O ministro Gilmar Mendes já afirmou, em pleno auge da Operação Lava Jato, que o Brasil vivia uma “cleptocracia”. A palavra, difícil para alguns, mas precisa para muitos, significa literalmente o “governo dos ladrões”: um sistema no qual os líderes usam o poder público para enriquecer, desviar recursos e manipular instituições em benefício próprio. Curioso é que o próprio Gilmar, anos depois, mudou de opinião — abandonou o discurso anticorrupção, passou a atacar a Lava Jato e hoje integra o círculo de garantistas que orbitam o governo Lula 3.
Mas a pergunta é: a cleptocracia acabou? Ou apenas trocou de roupa e aprendeu a disfarçar melhor? Basta olhar o que está sendo revelado pela CPMI do INSS para perceber que o diagnóstico de Gilmar ainda faz sentido. O escândalo que envolve o Instituto responsável por proteger aposentados e pensionistas se desenha como mais um capítulo vergonhoso de um país que parece nunca aprender com os próprios crimes.
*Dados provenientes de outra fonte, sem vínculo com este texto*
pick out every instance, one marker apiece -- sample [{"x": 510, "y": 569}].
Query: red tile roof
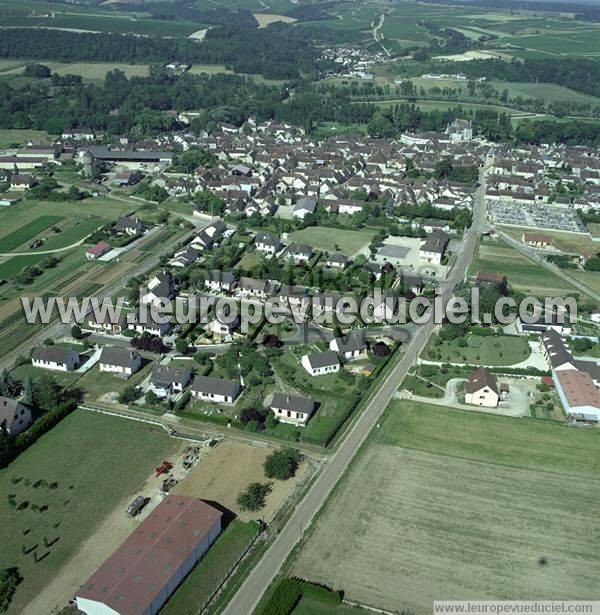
[{"x": 133, "y": 576}]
De acordo com as investigações, foi instalada dentro do Instituto Nacional do Seguro Social uma verdadeira organização criminosa, com métodos, hierarquia e divisão de lucros dignos das facções mais lucrativas do planeta. O esquema, segundo o relator da CPMI, beneficiava desde pequenos intermediários até diretores, sindicatos, associações e figuras de alto escalão do poder público. O resultado: milhares de aposentados e pensionistas lesados e milhões de reais desviados do erário.
O relator da CPMI, deputado Alfredo Gaspar (União-AL) — ex-procurador de Justiça e ex-secretário de Segurança de Alagoas —, foi direto ao ponto: “Se o Careca do INSS abrir a boca, a República cai”. A frase não é apenas uma hipérbole política; é um grito de alerta. Significa que o esquema pode ter ramificações que alcançam ministros, dirigentes partidários e até pessoas do entorno da Presidência da República.
Em entrevista ao jornalista Magno Martins, Gaspar reforçou: “Ouça o que eu digo, ele não falou nada na CPMI, até porque se falasse não sobraria pedra sobre pedra”. A contundência da fala traduz o tamanho da bomba-relógio que repousa nas celas da Papuda, onde o lobista Antônio Carlos Camilo Antunes, o famoso “Careca do INSS”, cumpre ordem judicial determinada pelo ministro André Mendonça, relator do caso no Supremo Tribunal Federal.
O “Careca”, segundo relatos de bastidores, seria o elo entre políticos, empresários, servidores e sindicatos. Um operador experiente, capaz de articular contratos fraudulentos, manipular dados e “lubrificar” engrenagens burocráticas com propinas milionárias. A transferência dele para o Complexo Penitenciário da Papuda acendeu o sinal de alerta: o medo de que ele fale — e revele demais.
A cada nova sessão da CPMI, surgem novos indícios de um sistema de corrupção enraizado e protegido por camadas de impunidade. As investigações já apontam conexões com empresas fantasmas, servidores fantasmas e contratos superfaturados. É um retrato cruel de um Estado que parece funcionar não para o cidadão, mas contra ele.
Enquanto isso, os discursos moralistas e as promessas de “nova política” evaporam diante da realidade. O governo finge surpresa, o Congresso se cala e os órgãos de controle seguem cautelosos demais para não desagradar quem detém o poder. E a sociedade, anestesiada, observa mais um escândalo se arrastar pelas manchetes até cair no esquecimento.
O que o caso do INSS mostra é que a cleptocracia nunca foi embora. Ela apenas se adaptou. Mudou os rostos, modernizou os esquemas, digitalizou as fraudes e aprendeu a operar de terno e gravata, em gabinetes climatizados e com respaldo jurídico. Talvez Gilmar Mendes estivesse mais certo do que imaginava. O Brasil continua sendo governado por ladrões — a diferença é que agora eles têm crachá, cargo comissionado e discurso de ética na ponta da língua.